General Motors CEO Rick Wagoner steps down (because President Obama told him to), the White House announces a bailout cutoff for GM and Chrysler (within 60 and 30 days, respectively) and a state warranty program should both automakers fail, Chrysler CEO Bob Nardelli says a Fiat partnership is advancing (but still dependent on $6 billion more in government aid), and Proton - the Malaysian state automaker that owns Lotus - said days after the Tesla Model S launch that it will retrofit its cars with electric powertrains and sell them in the US under the pre-WWI name "Detroit Electric."
Today Ford said it would cover monthly payments of up to $700 for up to a year on all its cars should customers lose their jobs (except Volvo, which could slip into a ill-fated tangle with the Chinese). GM just followed suit by offering up to $500 per month for nine months. Incredible.

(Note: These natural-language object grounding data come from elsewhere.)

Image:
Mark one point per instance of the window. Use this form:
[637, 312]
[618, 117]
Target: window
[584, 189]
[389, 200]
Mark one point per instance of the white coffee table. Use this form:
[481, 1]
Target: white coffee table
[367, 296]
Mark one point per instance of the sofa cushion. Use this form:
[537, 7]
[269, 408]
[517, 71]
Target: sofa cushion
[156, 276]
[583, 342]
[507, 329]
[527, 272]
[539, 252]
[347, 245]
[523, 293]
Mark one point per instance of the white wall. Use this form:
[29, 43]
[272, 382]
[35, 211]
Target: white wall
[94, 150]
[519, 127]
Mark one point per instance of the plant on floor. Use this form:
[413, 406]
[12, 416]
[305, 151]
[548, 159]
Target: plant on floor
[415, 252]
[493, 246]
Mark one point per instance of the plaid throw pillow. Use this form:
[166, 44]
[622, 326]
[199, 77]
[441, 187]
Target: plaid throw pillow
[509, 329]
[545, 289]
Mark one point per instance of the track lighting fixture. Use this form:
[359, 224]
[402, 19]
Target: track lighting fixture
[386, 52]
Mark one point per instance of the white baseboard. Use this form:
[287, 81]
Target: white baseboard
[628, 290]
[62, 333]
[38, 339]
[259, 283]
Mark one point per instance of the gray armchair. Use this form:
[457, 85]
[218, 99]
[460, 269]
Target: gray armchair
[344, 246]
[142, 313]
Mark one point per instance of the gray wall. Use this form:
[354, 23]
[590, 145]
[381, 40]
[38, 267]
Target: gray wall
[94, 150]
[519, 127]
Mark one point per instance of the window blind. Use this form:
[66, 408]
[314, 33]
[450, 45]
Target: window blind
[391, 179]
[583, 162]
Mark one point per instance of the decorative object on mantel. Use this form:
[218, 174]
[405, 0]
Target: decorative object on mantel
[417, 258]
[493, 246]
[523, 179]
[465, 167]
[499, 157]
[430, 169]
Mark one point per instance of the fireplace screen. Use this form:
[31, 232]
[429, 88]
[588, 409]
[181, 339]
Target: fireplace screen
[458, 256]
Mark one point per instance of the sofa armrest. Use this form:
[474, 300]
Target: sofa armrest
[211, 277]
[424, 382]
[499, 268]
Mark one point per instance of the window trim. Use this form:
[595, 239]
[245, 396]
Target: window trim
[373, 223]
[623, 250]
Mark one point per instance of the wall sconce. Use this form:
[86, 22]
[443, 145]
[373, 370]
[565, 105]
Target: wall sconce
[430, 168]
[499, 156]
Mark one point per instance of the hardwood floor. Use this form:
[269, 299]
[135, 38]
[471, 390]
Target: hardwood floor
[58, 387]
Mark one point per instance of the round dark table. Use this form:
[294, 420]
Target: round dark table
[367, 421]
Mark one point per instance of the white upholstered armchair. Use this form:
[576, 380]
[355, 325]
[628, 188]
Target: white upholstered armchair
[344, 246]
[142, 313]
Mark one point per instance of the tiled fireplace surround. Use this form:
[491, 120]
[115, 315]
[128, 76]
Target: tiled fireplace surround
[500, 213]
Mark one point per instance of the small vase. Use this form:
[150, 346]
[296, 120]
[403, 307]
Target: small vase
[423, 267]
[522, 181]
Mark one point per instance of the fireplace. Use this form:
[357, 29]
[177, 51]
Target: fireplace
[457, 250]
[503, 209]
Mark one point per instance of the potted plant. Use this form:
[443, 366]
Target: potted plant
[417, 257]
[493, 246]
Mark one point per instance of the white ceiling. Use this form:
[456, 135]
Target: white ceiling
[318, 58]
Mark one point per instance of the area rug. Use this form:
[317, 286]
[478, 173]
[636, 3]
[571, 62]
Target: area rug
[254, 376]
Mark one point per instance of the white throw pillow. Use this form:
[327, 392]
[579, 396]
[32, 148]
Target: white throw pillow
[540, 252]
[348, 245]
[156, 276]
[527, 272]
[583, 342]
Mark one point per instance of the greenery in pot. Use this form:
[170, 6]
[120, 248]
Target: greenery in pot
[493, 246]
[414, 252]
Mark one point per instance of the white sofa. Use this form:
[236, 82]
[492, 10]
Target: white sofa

Yesterday turned GM and Chrysler into steaming slabs of fresh, raw meat that columnists and editorial boards could have savaged. But many opinion pieces in the largest metro dailies refrained, and surprisingly, placed more skepticism on the Obama administration.
"Mr. Obama has not only failed to understand these contributions, he has also deprived G.M. of Mr. Wagoner’s presence on the board. Much of Mr. Wagoner’s knowledge and experience could simply be lost. With Mr. Lutz also about to retire, the two executives most responsible for G.M.’s transformation are gone."
"But we're more comfortable letting the companies' stakeholders decide what the firms should look like in the future, rather than having the administration decide what's best for them and the car-buying public."
"It is worth pointing out, however, that the $17.4 billion the federal government has lent GM and Chrysler since the bottom fell out of the automotive market last fall is dwarfed by the more than $1 trillion we've poured into the financial sector."
And then there's rather oversimplified arguments, such as how the Globe's Derrick Jackson compares an Escalade Hybrid to a Prius as reason for GM's failure:
"It is too late. The engines from Japan are passing 50 miles per gallon. GM still brags about a Jurassic that gets 20."
But GM's poor decisions stem far deeper than introducing a new Escalade right as full-size SUV sales plummet. Paul Ingrassia of the Wall Street Journal explains:
"There was a "can't do" mentality that accepted too many brands, too many dealers and too many workers as immutable facts of life that could only be changed slowly and gingerly, if ever. That might have worked had Americans continued buying big pickups and SUVs at a record-setting pace for another decade or two. But that prospect never was realistic, even before car sales collapsed nine months ago."
It's worth noting that Toyota still sells the Land Cruiser and Sequoia, two overweight trucks that don't even crack 20 miles per gallon on the highway. But Toyota has been smart enough to leverage other segments - namely, non-hulking cars - instead of ignoring them. So too, will GM and Chrysler.
All they need is 30 to 60 days, right?